Given the surprising attrition we've faced in the past few days, I decided to look into how distance affects the outcome of our players over the years. Frozemangos made a board topic and looked into Harbaugh's recruits over the past couple seasons. Seth suggested using his data base down in the thread, so I did.
I downloaded the data and cut out players who never made it here for grade reasons (think Demar Dorsey). Then I made some assumptions. Seth's database is coarse by location; i.e., it only gives the recruit's home state, and I was too lazy to look up specifically where within each player's home state he came from, so I assumed they came from the state capital. This was the easiest since I found a table of GPS coordinates for each state capital.
Then I used a python package called geopy to calculate the distance between any two latitude, longitude locations on Earth. It's actually a step better than using spherical trig: it includes the asphericity of the Earth, so it isn't assuming the two points lie along a great circle on a sphere. For those of you who aren't familiar with this language, a great circle is the shortest path between two points on a sphere. This is why plane trajectories don't look straight when projected onto a flat atlas (and why you go over Greenland when flying to Europe).

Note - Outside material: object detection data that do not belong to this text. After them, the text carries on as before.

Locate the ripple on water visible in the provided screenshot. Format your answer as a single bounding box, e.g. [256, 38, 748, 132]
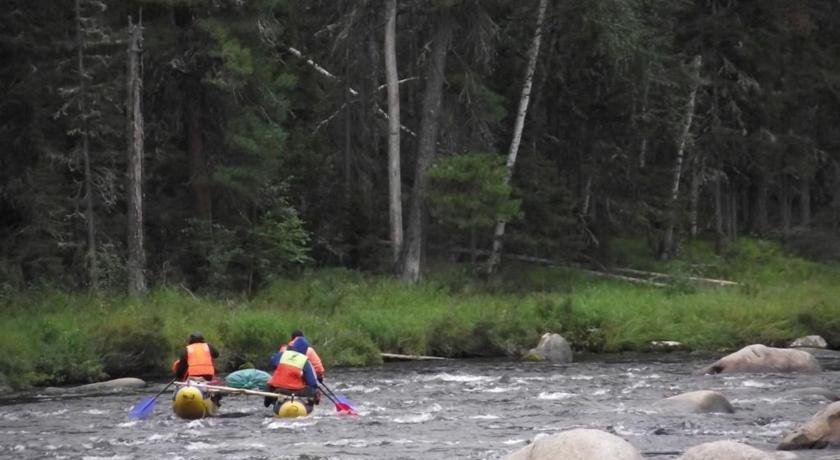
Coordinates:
[741, 380, 776, 388]
[537, 391, 577, 400]
[337, 385, 381, 393]
[393, 412, 435, 423]
[417, 372, 501, 382]
[464, 386, 522, 393]
[186, 441, 216, 450]
[265, 419, 318, 430]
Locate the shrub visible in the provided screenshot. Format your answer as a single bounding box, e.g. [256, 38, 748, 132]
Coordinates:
[95, 312, 171, 377]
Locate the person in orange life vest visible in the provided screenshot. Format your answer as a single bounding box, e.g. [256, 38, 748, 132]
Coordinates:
[264, 336, 321, 407]
[278, 329, 326, 382]
[172, 332, 219, 382]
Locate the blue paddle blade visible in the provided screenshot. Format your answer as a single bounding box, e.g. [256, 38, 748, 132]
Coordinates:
[128, 397, 157, 420]
[335, 395, 359, 415]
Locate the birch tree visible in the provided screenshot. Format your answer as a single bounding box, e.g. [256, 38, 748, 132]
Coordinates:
[75, 0, 99, 292]
[401, 12, 453, 284]
[487, 0, 548, 273]
[126, 16, 146, 296]
[385, 0, 403, 267]
[660, 54, 703, 259]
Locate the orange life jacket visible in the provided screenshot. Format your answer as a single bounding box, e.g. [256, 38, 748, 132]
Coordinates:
[268, 350, 307, 390]
[187, 342, 216, 377]
[280, 340, 327, 378]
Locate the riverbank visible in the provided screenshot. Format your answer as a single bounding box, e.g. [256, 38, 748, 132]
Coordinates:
[0, 240, 840, 387]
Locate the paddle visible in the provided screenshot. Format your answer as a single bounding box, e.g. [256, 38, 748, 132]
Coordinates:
[321, 382, 352, 415]
[175, 382, 284, 398]
[128, 379, 177, 420]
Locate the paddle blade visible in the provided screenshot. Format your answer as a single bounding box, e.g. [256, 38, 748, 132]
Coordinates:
[128, 397, 157, 420]
[335, 395, 359, 415]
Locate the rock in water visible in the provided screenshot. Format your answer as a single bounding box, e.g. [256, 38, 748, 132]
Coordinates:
[779, 401, 840, 450]
[703, 345, 822, 374]
[526, 332, 572, 363]
[655, 390, 735, 414]
[72, 377, 146, 391]
[677, 441, 788, 460]
[504, 429, 642, 460]
[788, 335, 828, 348]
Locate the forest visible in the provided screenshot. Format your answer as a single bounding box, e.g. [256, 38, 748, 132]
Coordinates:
[0, 0, 840, 293]
[0, 0, 840, 383]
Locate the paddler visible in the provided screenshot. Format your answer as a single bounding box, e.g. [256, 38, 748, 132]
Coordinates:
[272, 329, 326, 383]
[172, 332, 222, 406]
[264, 335, 321, 410]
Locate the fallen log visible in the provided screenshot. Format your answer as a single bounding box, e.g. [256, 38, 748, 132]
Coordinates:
[612, 268, 738, 286]
[452, 248, 738, 287]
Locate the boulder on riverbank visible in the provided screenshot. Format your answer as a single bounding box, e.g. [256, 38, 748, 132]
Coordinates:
[44, 377, 146, 394]
[654, 390, 735, 414]
[788, 335, 828, 348]
[648, 340, 685, 352]
[525, 332, 573, 363]
[703, 345, 822, 374]
[677, 441, 795, 460]
[504, 429, 642, 460]
[778, 401, 840, 450]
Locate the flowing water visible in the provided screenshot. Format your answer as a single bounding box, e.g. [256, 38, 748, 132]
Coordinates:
[0, 353, 840, 459]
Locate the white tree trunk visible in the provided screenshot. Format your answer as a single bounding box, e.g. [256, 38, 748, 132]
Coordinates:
[400, 17, 453, 284]
[688, 165, 702, 239]
[385, 0, 403, 267]
[76, 0, 99, 292]
[126, 16, 146, 296]
[487, 0, 548, 273]
[799, 177, 811, 228]
[660, 54, 703, 259]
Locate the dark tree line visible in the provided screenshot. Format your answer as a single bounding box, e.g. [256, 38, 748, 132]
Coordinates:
[0, 0, 840, 292]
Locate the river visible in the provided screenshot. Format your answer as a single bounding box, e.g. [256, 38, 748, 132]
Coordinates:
[0, 353, 840, 459]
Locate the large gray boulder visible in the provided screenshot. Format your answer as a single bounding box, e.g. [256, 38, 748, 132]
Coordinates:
[526, 332, 572, 363]
[778, 401, 840, 450]
[788, 335, 828, 348]
[44, 377, 146, 394]
[654, 390, 735, 414]
[504, 429, 642, 460]
[677, 441, 795, 460]
[703, 345, 822, 374]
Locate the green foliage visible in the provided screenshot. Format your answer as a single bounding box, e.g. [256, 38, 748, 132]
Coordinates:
[796, 299, 840, 348]
[186, 200, 310, 292]
[95, 310, 172, 378]
[217, 310, 293, 370]
[428, 153, 519, 229]
[0, 241, 840, 386]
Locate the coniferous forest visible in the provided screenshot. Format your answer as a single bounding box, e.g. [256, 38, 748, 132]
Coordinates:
[0, 0, 840, 386]
[0, 0, 840, 292]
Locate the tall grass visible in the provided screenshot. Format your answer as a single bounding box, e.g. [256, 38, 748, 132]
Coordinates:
[0, 240, 840, 386]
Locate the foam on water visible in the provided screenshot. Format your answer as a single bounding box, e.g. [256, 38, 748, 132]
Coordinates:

With the distances in hand, I munged the data a bit. I assigned a "1" to each player who finished playing at Michigan and never played at another college location: entered the draft early, played out their eligibility, got a firm handshake and retired, etc. I assigned a "2" to any player who left due to disciplinary reasons, and I assigned a "3" to any player who transferred before their eligibility was up. I then looked at the distances the players have traveled:
The furthest distance is Julius Welschof, and he's still on the team, so I cut him out to allow for more efficient binning of the data. I worked with the following:
Using bins of 300 km mostly smooths out the assumption of assigning the state capital for each player since most players probably live within 300 km of their state's capital. (I realize that I used Lansing for Michigan's location, and I feel bad about it, but I didn't feel bad enough to fix it.)
Within each of these bins, I computed the fraction of "1s", "2s", and "3s" for the data, and I also generated 1000 bootstrap samples (this is a statistical technique for estimating the uncertainty). You'll notice the uncertainty is larger where the bins are have fewer, as expected.
First, here is the breakdown of players in each group as a function of distance.
And here are the fractions of each group as a function of distance.
I used blue to represent the players who finished their college career here; I made the transfers red, and the disciplined green (because obviously). The data do not support a strong trend that players who come from further away transfer more. A more national dataset would be useful to make a more conclusive determination. There is insufficient data, especially above 2000 km.
In conclusion, I am better at working when the objective has nothing to do with what I am paid to do.
I for one, am not that concerned about the transfers. I think everyone should calm down. These are young people, and a lot of money is involved if they can hack these four years together properly.
Thanks to Seth for compiling an amazing dataset to work with. This was fun.